GRIFTERS, THE, Eddie Jones, John Cusack, 1990

No joke (as if). In the WAPO but can’t link on my phone.

. . . Link

You couldn’t pay me enough to be on that plane.

Some highlights:

“[Rudy is] set to appear as a paid speaker at a Kremlin-backed conference in Armenia on Tuesday — an event expected to include the participation of Russian President Vladi­mir Putin and other top Russian officials…. According to an agenda for the event posted online, Giuliani is set to participate in a panel led by Sergey Glazyev, a longtime Putin adviser who has been under U.S. sanctions since Russia’s invasion of Ukraine five years ago. Giuliani’s decision to take part in the conference astounded national security experts.

The former New York mayor confirmed he will be paid for his appearance but declined to say how much he would receive or which group or person will foot the bill….

Current and former White House aides said there is internal exasperation with Giuliani’s behavior and the fact that he does not clear his media appearances or paid speeches with the administration…”

. . . Well that didn’t go over too well with his boss I guess.

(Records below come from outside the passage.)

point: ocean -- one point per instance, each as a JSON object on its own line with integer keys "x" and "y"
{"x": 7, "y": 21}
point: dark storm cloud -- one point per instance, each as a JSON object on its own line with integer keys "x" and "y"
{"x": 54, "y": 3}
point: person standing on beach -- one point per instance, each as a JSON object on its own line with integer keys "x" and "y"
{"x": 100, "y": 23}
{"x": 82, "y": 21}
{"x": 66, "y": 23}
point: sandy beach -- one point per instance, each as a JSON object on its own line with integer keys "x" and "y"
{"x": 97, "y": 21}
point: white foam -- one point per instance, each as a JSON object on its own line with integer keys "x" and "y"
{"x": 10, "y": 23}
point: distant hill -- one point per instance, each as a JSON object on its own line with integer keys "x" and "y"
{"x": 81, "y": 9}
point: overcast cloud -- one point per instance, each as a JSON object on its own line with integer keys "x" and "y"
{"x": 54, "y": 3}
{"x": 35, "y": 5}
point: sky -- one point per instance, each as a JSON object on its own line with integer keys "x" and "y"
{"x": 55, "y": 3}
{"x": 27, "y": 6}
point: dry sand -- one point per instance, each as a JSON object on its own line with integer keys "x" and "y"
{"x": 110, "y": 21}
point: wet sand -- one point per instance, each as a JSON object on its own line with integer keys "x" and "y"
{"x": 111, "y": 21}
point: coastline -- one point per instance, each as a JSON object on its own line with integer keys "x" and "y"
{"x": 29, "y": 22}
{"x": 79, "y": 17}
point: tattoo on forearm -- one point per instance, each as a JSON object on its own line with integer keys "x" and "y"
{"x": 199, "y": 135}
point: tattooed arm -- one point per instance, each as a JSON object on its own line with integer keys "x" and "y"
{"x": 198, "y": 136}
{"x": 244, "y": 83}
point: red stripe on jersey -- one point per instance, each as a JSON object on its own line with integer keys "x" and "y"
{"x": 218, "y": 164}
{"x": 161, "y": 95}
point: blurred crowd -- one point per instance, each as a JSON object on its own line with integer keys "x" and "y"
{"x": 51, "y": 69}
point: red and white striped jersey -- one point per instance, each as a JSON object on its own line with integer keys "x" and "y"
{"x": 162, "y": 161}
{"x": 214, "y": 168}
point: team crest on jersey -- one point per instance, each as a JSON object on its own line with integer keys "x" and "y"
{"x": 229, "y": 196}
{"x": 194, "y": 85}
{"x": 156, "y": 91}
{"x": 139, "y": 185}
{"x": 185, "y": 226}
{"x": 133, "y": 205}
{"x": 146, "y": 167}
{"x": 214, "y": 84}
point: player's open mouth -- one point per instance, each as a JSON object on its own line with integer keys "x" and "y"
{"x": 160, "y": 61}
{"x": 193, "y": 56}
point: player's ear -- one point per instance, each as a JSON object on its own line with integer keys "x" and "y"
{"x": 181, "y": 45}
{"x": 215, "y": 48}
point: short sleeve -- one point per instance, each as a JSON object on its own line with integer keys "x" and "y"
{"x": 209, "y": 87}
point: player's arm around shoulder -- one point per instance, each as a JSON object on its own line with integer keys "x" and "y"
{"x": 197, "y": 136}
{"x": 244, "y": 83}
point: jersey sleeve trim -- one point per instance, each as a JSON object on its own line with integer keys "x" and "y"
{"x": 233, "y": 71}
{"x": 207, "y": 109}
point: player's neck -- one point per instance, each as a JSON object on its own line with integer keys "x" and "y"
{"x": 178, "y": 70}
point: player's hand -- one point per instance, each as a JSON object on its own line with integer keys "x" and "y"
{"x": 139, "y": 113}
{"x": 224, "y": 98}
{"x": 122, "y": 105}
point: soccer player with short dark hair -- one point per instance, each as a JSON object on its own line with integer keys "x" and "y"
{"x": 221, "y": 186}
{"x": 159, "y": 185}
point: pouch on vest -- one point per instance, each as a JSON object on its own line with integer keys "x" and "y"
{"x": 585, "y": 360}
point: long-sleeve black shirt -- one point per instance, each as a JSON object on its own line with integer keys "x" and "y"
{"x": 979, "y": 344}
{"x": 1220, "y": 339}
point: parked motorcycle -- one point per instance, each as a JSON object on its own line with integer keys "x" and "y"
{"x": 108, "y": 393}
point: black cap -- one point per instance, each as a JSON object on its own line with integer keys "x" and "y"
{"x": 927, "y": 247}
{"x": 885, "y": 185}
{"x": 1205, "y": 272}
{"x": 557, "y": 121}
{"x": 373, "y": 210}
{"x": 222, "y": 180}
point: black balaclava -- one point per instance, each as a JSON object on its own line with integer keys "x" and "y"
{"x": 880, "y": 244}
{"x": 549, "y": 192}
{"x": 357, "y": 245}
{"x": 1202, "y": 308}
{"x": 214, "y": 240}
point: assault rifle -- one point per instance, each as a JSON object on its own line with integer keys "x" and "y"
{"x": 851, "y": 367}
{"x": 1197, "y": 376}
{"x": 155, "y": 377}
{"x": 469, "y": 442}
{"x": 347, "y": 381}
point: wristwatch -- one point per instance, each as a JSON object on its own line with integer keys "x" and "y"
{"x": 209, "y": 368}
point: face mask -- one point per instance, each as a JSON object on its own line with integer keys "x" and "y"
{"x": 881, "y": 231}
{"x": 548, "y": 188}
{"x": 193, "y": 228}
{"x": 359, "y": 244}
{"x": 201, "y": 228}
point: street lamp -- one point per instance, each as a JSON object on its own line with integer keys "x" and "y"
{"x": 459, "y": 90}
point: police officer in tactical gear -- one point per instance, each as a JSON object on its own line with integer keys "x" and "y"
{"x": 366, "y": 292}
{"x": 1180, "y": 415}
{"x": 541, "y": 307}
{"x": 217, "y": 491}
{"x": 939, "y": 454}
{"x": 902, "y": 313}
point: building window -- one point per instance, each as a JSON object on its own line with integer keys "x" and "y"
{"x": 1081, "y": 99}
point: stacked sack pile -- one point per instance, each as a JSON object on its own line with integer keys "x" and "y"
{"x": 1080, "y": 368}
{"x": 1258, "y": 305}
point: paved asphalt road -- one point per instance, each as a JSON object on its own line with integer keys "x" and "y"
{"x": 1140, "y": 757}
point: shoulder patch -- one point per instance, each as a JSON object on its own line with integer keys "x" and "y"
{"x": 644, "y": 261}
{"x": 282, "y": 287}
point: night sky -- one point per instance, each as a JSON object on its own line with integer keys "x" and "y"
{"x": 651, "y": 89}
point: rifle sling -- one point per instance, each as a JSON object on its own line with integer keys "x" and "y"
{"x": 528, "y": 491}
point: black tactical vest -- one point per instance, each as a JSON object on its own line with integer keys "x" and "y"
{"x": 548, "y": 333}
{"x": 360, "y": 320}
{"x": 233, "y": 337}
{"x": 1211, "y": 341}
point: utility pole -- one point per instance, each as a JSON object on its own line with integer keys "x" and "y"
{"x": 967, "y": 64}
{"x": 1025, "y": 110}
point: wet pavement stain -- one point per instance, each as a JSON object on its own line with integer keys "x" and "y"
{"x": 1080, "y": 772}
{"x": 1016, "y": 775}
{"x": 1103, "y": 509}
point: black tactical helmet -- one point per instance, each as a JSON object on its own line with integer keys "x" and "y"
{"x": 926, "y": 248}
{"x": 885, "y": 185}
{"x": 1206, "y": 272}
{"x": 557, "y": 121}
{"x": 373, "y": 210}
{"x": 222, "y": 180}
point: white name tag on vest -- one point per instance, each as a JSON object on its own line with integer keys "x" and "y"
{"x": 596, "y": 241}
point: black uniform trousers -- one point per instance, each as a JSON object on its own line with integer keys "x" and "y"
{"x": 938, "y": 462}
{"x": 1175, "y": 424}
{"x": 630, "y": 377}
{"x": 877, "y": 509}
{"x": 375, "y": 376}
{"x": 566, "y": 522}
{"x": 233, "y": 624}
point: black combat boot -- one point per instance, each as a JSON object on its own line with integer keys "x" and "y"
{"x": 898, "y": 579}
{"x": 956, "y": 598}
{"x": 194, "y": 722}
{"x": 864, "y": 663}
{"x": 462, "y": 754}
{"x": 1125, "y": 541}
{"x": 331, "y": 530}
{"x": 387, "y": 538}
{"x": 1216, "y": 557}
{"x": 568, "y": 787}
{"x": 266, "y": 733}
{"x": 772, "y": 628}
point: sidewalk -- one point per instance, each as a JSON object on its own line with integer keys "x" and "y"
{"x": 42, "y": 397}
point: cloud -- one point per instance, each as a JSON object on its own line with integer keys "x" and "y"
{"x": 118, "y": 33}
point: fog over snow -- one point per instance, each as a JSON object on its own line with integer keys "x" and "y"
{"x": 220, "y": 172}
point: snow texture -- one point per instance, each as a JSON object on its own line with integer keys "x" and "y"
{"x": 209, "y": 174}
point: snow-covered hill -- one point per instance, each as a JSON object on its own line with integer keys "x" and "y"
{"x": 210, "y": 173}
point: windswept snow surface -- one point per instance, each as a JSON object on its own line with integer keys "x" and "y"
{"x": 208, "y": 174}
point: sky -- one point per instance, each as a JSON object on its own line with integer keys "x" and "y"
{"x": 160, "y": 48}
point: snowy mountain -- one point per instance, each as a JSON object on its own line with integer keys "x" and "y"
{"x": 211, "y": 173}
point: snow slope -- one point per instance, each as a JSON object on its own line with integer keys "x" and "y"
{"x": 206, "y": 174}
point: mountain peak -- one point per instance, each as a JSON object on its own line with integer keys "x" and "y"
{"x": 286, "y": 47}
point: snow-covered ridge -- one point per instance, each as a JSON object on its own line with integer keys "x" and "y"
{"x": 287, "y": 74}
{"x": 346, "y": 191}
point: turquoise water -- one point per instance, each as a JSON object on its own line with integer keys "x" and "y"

Apparently Putin doesn’t want this kind of publicity:

GIULIANI texts me, “Not going,” when asked about the Washington Post report about his planned appearance at a reportedly Kremlin-linked event for a speech.

— Maggie Haberman (@maggieNYT) September 27, 2019

My favorite part of this is how they had him on a panel that might as well have been entitled Paying Off a Political Asset With No Discernible Knowledge of the Putative Topic:

Earlier in the day, Giuliani is set to appear on a panel titled “Digital financial technologies — new opportunities for integrating payment systems of the Eurasian continent in transport logistics.”

. . . and in less time than it takes to find a lost shaker of salt, another massive grift is revealed:

President Trump met Friday with National Rifle Association (NRA) CEO Wayne LaPierre to discuss how the gun rights organization could possibly provide financial assistance to help defend the president as he faces a scandal, The New York Times reported Friday, citing two people familiar with the situation. 

An administration official confirmed to The Hill that Trump and LaPierre met, but did not say what they discussed.

The Times reported that it was not clear who initiated the meeting, but that in it, LaPierre requested that the White House “stop the games” on gun control legislation.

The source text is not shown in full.